The best environment action you can take for your smartphone or any digital device really is to avoid manufacturing at all costs — make devices last longer, but second hand or refurbished, etc.
Cheers!
So, a couple things here. Firstly, obviously, this is only true for OLEDs, and not LCDs (which are significantly more common)... but another thing: flat white actually isn't the most energy intense "color" on all OLED panels. This was a bit of a shock to me, too, recently. On my LG C9 panel, a flat white (or very close to it) image will actually go into a reduced power mode. However, colors like bright yellow will not go into that reduced power mode, and use significantly more power. So it really comes down to OLED panel image processing optimizations as well. If you spend a lot of time trying to game the system, but the system isn't static, it will be more of a perceived efficiency rather than actual efficiency.
Interesting, thanks for sharing (Btw: I have the earlier B9!)
As good as this is, I'm hoping that light mode continues to be important for accessibility. I don't think it's nice that we take it away just because it happens to save more energy, especially if light mode was the only way for someone to be able to browse the site.
Agreed, it's a personal preference.
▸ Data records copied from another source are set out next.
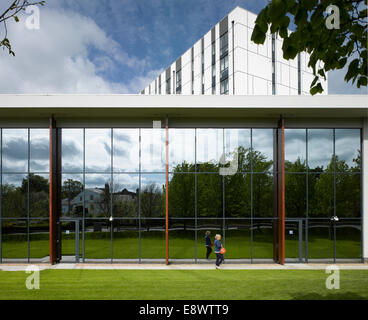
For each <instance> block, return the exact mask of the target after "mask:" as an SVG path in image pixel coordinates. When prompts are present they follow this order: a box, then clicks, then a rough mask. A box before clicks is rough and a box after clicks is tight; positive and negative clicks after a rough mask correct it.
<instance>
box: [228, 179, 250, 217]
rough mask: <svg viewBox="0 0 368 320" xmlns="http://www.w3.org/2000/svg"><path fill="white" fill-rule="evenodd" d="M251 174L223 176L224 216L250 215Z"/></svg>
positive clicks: (238, 215) (243, 215)
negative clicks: (223, 183)
mask: <svg viewBox="0 0 368 320" xmlns="http://www.w3.org/2000/svg"><path fill="white" fill-rule="evenodd" d="M250 215H251V174H242V173H237V174H235V175H232V176H225V216H226V217H250Z"/></svg>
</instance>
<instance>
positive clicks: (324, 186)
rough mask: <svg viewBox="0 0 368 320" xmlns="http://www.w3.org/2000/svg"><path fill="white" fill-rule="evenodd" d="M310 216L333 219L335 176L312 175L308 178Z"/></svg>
mask: <svg viewBox="0 0 368 320" xmlns="http://www.w3.org/2000/svg"><path fill="white" fill-rule="evenodd" d="M308 196H309V198H308V216H309V217H332V216H333V213H334V180H333V175H332V174H329V173H325V174H310V175H309V176H308Z"/></svg>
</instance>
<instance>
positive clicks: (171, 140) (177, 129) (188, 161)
mask: <svg viewBox="0 0 368 320" xmlns="http://www.w3.org/2000/svg"><path fill="white" fill-rule="evenodd" d="M169 152H170V154H169V171H170V172H194V165H195V129H169Z"/></svg>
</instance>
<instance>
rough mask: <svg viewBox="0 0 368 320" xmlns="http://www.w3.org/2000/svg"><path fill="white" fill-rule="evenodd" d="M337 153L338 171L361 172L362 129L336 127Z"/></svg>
mask: <svg viewBox="0 0 368 320" xmlns="http://www.w3.org/2000/svg"><path fill="white" fill-rule="evenodd" d="M335 154H336V171H337V172H347V171H352V172H359V171H360V166H361V160H360V159H361V157H360V129H336V130H335Z"/></svg>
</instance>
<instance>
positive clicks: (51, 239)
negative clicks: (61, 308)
mask: <svg viewBox="0 0 368 320" xmlns="http://www.w3.org/2000/svg"><path fill="white" fill-rule="evenodd" d="M49 129H50V142H49V143H50V154H49V157H50V159H49V161H50V169H49V170H50V185H49V246H50V263H51V264H54V263H56V260H57V253H56V239H57V238H56V232H57V231H56V219H57V134H56V122H55V120H54V118H53V117H51V118H50V125H49Z"/></svg>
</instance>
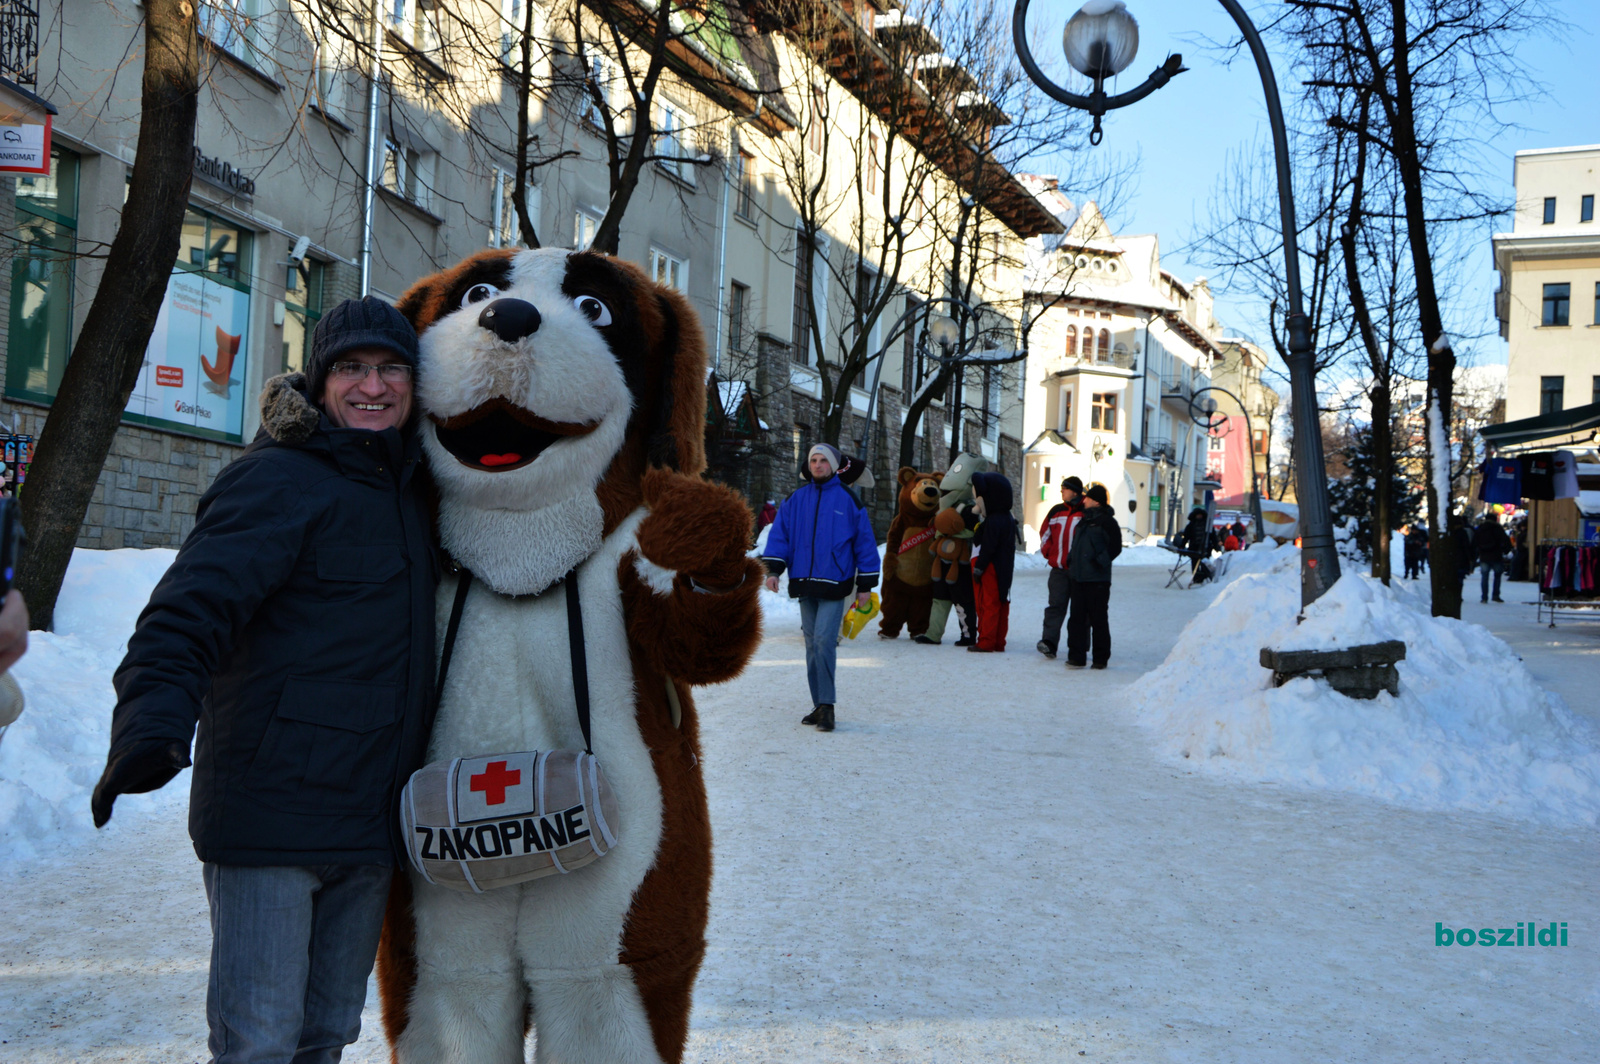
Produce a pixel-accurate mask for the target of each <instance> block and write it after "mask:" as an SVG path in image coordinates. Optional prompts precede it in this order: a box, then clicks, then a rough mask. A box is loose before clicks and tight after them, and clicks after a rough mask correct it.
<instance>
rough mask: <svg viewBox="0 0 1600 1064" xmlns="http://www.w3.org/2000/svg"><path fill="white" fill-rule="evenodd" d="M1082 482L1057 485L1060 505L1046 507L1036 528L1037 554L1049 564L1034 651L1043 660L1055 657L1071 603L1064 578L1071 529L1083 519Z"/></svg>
mask: <svg viewBox="0 0 1600 1064" xmlns="http://www.w3.org/2000/svg"><path fill="white" fill-rule="evenodd" d="M1082 494H1083V482H1082V480H1078V478H1077V477H1067V478H1066V480H1062V482H1061V502H1058V504H1056V506H1053V507H1050V512H1048V514H1045V523H1043V525H1040V526H1038V552H1040V554H1043V555H1045V562H1046V563H1048V565H1050V587H1048V590H1050V603H1048V605H1046V606H1045V629H1043V632H1042V634H1040V637H1038V643H1035V648H1037V650H1038V653H1042V654H1043V656H1045V658H1054V656H1056V646H1059V645H1061V622H1062V621H1066V618H1067V603H1070V602H1072V578H1069V576H1067V550H1070V549H1072V530H1074V528H1075V526H1077V523H1078V520H1082V518H1083V504H1082V502H1080V501H1078V496H1082Z"/></svg>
Websites can offer both a light and a dark theme, based on the users
prefers-color-scheme
-setting.Aren't OLED screens in the tiny minority, though, overall?
The OLED-measure was a quote from Tom's book, I assume it's the same for LED.
It's ok, drain my battery light mode. My eyes don't focus well using dark mode.
Cool post, thanks for the share 👍
Thank you!
Great post. Guess very soon sustainable approach will become a top trend in UX and web designing.
Thanks! And I agree with your prediction!